Using advanced simulation methods to estimate ‘gate-to-gate’ emissions, the scientists were able to show that it was the shortest journeys that generated the highest emissions.
They stressed the need to ‘re-evaluate the European air network’ when a cleaner transport alternative is available, as is the case for most of the routes analysed.
In line with scientists’ concerns about emissions from short-haul flights, the Spanish government announced two years ago its intention to ban air routes with train alternatives and travel times of less than two and a half hours. The government proposal provoked an angry protest from the Airline Association (ALA).
Pedro Sánchez’s government included the goal of eliminating short-haul flights in the ‘Spain 2050’ report, which set out the national strategy for the next thirty years.
According to the government’s calculations, eliminating short-haul flights would reduce greenhouse gas emissions by up to 2 million tonnes.
“It is recommended that flights should be banned on journeys that can be made by train in less than 2.5 hours”, the plan presented at the time stated.
Agenda 2050 also proposes a higher tax on frequent flyers. It also proposed creating a tax ‘on air tickets according to the proximity of the destination’. This would help: ‘limit their negative externalities and bring their tax treatment closer to that of other means of transport0, the report added.
The ALA warned of the ‘devastating’ impact that any of these measures would have on the aviation sector, as well as on tourism, and consequently, on employment and the country’s economy.
Eliminating flights of less than 500 kilometres or less than two and a half hours travel time would mean no more flights from almost anywhere on the mainland to Madrid, according to the ALA.
As a result, travellers from Spain’s peripheral communities would no longer fly to other continents via Madrid, but from cities such as Paris, London, Frankfurt or Rome. The result would be that emissions would be maintained and the Madrid hub would be seriously affected.
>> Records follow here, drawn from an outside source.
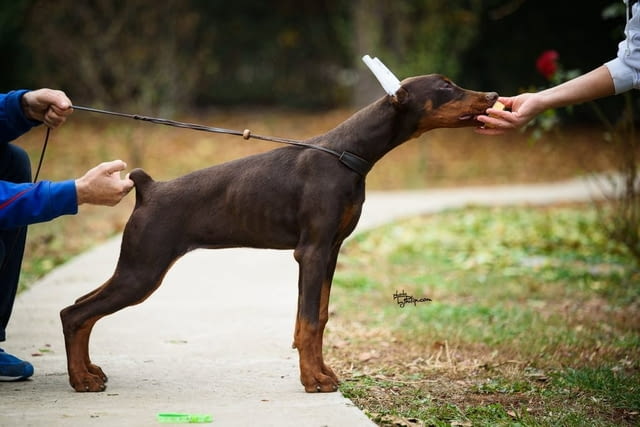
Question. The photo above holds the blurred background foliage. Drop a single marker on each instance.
(177, 55)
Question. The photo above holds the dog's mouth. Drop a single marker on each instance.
(466, 117)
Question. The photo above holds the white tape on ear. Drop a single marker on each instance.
(387, 79)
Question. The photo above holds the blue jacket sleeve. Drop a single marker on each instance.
(13, 122)
(23, 204)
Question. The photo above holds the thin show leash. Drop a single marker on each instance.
(352, 161)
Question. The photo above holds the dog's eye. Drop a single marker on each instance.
(447, 86)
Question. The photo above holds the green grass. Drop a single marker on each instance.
(534, 320)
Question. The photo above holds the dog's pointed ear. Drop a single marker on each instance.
(400, 97)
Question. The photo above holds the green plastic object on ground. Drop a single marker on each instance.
(178, 418)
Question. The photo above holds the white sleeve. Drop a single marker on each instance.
(625, 68)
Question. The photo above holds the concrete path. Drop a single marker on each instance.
(214, 339)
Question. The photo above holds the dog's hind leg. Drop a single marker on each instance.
(132, 282)
(312, 316)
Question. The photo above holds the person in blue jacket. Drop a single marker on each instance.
(23, 202)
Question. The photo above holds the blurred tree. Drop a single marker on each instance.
(141, 54)
(17, 58)
(415, 37)
(176, 54)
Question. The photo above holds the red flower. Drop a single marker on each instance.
(547, 63)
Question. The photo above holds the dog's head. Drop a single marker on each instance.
(434, 101)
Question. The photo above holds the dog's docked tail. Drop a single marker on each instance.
(142, 181)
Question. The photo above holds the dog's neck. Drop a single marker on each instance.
(371, 132)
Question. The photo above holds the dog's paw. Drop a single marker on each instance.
(320, 383)
(98, 372)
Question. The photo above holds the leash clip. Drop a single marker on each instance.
(355, 163)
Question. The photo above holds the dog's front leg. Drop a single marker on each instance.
(313, 300)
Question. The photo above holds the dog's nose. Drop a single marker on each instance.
(492, 97)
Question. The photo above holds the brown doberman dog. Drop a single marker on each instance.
(288, 198)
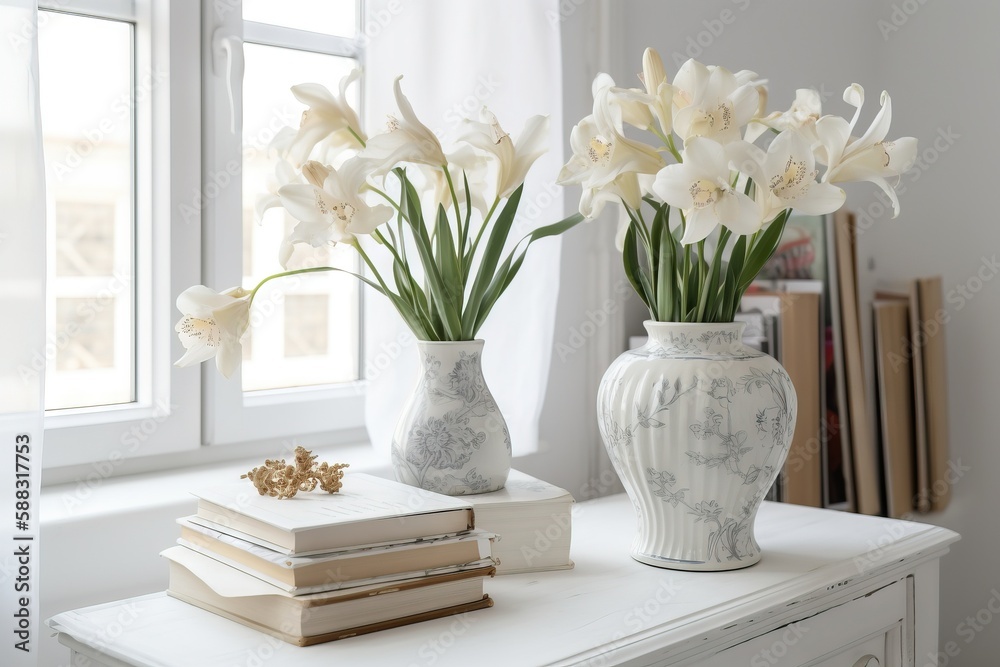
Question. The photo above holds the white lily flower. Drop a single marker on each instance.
(658, 90)
(600, 157)
(476, 167)
(513, 159)
(329, 119)
(801, 116)
(406, 139)
(866, 158)
(710, 102)
(700, 186)
(213, 326)
(785, 176)
(625, 188)
(330, 210)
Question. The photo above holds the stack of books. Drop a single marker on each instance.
(532, 521)
(319, 567)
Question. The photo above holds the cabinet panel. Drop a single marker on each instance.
(875, 624)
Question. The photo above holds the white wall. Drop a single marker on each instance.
(940, 68)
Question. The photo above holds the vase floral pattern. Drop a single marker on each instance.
(697, 426)
(451, 438)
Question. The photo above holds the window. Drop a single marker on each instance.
(301, 373)
(90, 183)
(149, 177)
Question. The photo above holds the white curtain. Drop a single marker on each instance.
(456, 56)
(22, 326)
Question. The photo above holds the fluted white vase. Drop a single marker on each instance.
(698, 426)
(451, 437)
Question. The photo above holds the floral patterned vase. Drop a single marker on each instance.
(451, 438)
(698, 426)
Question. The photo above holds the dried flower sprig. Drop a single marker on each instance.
(280, 480)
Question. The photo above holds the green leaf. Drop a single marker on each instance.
(464, 236)
(733, 272)
(762, 251)
(440, 302)
(633, 271)
(491, 257)
(447, 256)
(666, 254)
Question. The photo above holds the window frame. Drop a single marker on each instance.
(164, 417)
(330, 414)
(183, 237)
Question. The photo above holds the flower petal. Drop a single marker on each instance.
(822, 198)
(739, 213)
(673, 185)
(700, 223)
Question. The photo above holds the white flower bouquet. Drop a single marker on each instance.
(443, 219)
(704, 208)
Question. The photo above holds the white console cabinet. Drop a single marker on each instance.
(832, 590)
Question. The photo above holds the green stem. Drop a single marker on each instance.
(395, 255)
(702, 281)
(486, 220)
(285, 274)
(357, 136)
(673, 150)
(388, 199)
(371, 267)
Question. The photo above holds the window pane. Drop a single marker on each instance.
(85, 71)
(330, 17)
(305, 329)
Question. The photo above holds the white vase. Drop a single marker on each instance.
(698, 426)
(451, 438)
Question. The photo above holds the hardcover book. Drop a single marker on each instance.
(320, 617)
(368, 510)
(533, 523)
(340, 569)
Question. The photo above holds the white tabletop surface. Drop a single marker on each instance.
(606, 611)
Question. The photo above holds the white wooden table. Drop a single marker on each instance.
(832, 589)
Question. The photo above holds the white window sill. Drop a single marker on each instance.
(94, 496)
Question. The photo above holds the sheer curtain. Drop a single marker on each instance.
(456, 56)
(22, 301)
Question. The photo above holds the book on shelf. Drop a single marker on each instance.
(320, 617)
(864, 451)
(894, 384)
(533, 523)
(368, 510)
(796, 307)
(934, 357)
(339, 569)
(926, 353)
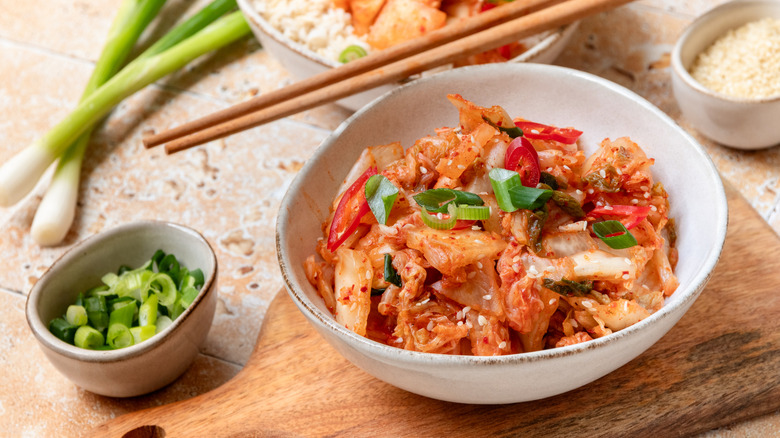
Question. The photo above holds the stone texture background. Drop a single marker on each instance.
(230, 190)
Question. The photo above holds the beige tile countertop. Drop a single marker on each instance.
(230, 190)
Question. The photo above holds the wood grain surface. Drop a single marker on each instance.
(720, 364)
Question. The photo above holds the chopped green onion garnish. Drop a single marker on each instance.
(62, 329)
(502, 180)
(162, 323)
(380, 194)
(437, 200)
(568, 287)
(76, 315)
(142, 333)
(511, 194)
(119, 336)
(568, 204)
(123, 314)
(391, 275)
(512, 132)
(352, 53)
(97, 313)
(438, 221)
(473, 212)
(614, 234)
(87, 337)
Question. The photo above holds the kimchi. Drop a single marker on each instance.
(496, 236)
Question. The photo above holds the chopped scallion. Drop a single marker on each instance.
(614, 234)
(381, 195)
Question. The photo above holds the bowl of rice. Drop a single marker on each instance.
(307, 37)
(726, 74)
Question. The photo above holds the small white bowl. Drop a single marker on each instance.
(303, 63)
(149, 365)
(737, 122)
(546, 94)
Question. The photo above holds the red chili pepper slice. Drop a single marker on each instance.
(634, 214)
(352, 207)
(538, 131)
(522, 157)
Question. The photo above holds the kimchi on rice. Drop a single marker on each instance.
(495, 237)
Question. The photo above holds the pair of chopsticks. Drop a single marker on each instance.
(488, 30)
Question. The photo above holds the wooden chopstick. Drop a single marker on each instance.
(377, 59)
(541, 20)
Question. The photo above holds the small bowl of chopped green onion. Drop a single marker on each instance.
(125, 312)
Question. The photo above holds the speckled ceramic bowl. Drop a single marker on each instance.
(149, 365)
(543, 93)
(737, 122)
(302, 62)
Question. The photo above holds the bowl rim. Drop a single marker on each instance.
(270, 31)
(49, 341)
(697, 25)
(688, 295)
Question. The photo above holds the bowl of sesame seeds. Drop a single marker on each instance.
(726, 74)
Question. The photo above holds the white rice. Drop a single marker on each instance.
(314, 24)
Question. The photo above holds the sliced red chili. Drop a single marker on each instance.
(352, 207)
(538, 131)
(634, 214)
(522, 157)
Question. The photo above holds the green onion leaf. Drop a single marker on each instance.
(529, 198)
(63, 330)
(437, 200)
(568, 288)
(473, 212)
(568, 204)
(119, 336)
(142, 333)
(512, 132)
(352, 53)
(76, 315)
(123, 314)
(391, 276)
(380, 194)
(437, 221)
(614, 234)
(97, 312)
(88, 337)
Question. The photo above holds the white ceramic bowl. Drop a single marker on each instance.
(149, 365)
(737, 122)
(302, 62)
(545, 94)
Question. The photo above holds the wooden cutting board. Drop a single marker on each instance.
(720, 364)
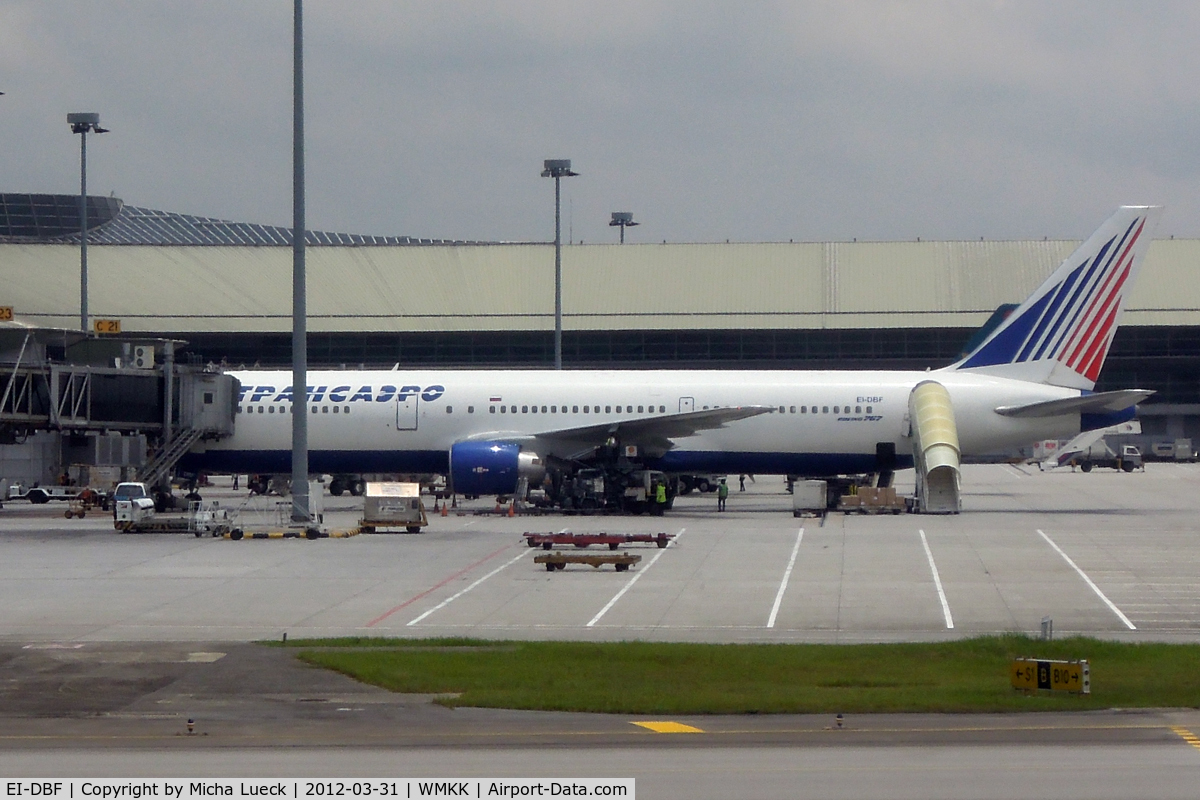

Aviation accounted for 5.9 per cent of global emissions in 2019 and was responsible for more than 915 million tonnes of carbon dioxide emissions.
This figure represented only 2 per cent of total global emissions. A report by the European Aviation Safety Agency (EASA) recently corroborated scientific research that claimed that the real climate impact of burning paraffin at altitude is three times higher than previously thought, as CO2 accounts for only one-third of the emissions caused by aircraft.
If that was the case then the industry’s annual contribution to climate change would amount to 5.9 per cent of total greenhouse gas emissions.
Given that the aviation industry and air passenger traffic have grown dramatically in recent decades – in the European Union the number of users increased from 360 million to 1,106 million in 2018 – the contribution of aircraft to the climate crisis is much more significant than previously thought.
Even more so when one considers that, between 1960 and 2018, CO2 emissions from the commercial aviation sector increased from 6.8 million to 1,034 million tonnes per year. Moreover, aviation emitted 129 per cent more greenhouse gases in 2017 than in 1990, as reported by laopiniondemalaga.es.